Bir özgürleşme arayışı-6: Rav Menaşe´den Spinoza´ya

Metin SARFATİ Köşe Yazısı
19 Şubat 2020 Çarşamba

Timsahın Gözyaşları veya Rav Morteira

Yahudi halkı adına kendisini suçlayacak olan heyetin tam karşısına oturtulacaktı Baruh (henüz ailesinin verdiği ismi taşıyordu).

Hissediyordu; onu buraya getiren albatros büyük Amsterdam Sinagogunun hemen dışındaki meydanda kendisini bekleyecekti. Şu anda tek güvendiği oydu. Kendisini yok etmek isteyen, bu histerik kalabalığın içinde bir tek oydu kendisini anlayan. Belki Rembrandt da onu düşünüyordu ama şu anda muhtemelen sanatını ve kişiliğini yok etmek isteyen para düşkünü, görgüsüz burjuvaziye direniyordu tüm gücü ile.
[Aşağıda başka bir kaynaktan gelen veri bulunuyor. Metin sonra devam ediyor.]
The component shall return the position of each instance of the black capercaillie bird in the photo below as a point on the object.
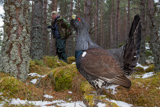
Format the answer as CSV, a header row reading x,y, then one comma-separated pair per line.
x,y
99,66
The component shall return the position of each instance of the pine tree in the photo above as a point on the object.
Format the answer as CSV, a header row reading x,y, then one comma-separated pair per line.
x,y
16,42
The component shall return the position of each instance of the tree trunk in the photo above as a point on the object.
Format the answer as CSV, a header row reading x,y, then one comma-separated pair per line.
x,y
102,36
44,29
87,11
116,29
52,43
96,23
16,42
37,37
143,34
155,41
128,21
112,39
70,39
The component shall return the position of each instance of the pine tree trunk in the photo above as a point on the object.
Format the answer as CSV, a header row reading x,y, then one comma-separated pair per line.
x,y
112,26
155,41
69,47
37,36
52,43
142,59
96,23
128,21
102,36
44,29
87,11
116,24
16,43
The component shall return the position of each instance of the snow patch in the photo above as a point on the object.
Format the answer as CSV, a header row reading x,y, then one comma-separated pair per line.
x,y
73,62
101,104
113,88
84,54
34,81
47,96
147,75
70,92
144,67
121,103
35,74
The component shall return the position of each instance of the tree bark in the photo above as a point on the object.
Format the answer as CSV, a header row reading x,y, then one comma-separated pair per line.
x,y
52,43
143,34
87,11
116,29
128,21
44,30
16,42
155,41
37,36
69,47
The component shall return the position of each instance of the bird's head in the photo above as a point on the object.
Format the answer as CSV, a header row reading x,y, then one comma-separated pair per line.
x,y
78,23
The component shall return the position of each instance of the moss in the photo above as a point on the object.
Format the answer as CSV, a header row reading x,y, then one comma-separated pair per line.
x,y
69,78
86,87
71,59
150,68
13,88
139,70
90,99
39,62
148,53
36,68
143,92
63,77
121,44
53,62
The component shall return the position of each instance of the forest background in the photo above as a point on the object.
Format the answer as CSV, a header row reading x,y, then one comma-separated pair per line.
x,y
25,34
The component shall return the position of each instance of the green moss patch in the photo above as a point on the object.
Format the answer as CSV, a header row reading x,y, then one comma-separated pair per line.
x,y
143,92
69,78
71,59
13,88
53,62
36,68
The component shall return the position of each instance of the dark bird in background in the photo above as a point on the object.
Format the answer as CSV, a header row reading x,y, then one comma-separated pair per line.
x,y
104,67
Albatrosu hissettiği gibi biliyordu ki, bugün yerini bir yenisine bıraktığında kendi halkı dahil tüm insanlık ona anlatmaya çalıştıkları için teşekkür edecekti.

Evet, Cizvit papazları ile başı dertte olan uzaktan komşusu Descartes da yalnızlığının içinde büyüyecekti. Onun gibi Baruh ‘da farkındaydı ki yeni bir dünya kolay kurulamayacaktı. Yalnız ve dışlanmış kalınabilecekti uzun zaman, Uriel de Costa gibi baskılara dayanamayıp yaşamına dahi kendi elleri ile son verilebilecekti.

Loştu sinagogun içi. Kuzeyin gündüz karanlığına benzemiyordu ama bu. Aydınlığın içeri sızması bilerek engellenmeye çalışılıyordu.

Tarihsel gidiş kutsal adına durdurulmaya çalışılıyordu. Bu mümkün müydü?

‘Seçilmiş halk’ olmanın farklı bir misyonu olmamalı mıydı? Kutsaldan emanet olarak alındığı ileri sürülene ihanet etmemek gerekmiyor muydu?

Voltaire’li, Diderot’lu ‘aydınlanma’ kapıda yerini almıştı artık. Tarihsel yazgıdan geri dönülemezdi. Kulak kabartmış, Rav Morteira’yı ve asıl Spinoza’yı bekliyordu herkes.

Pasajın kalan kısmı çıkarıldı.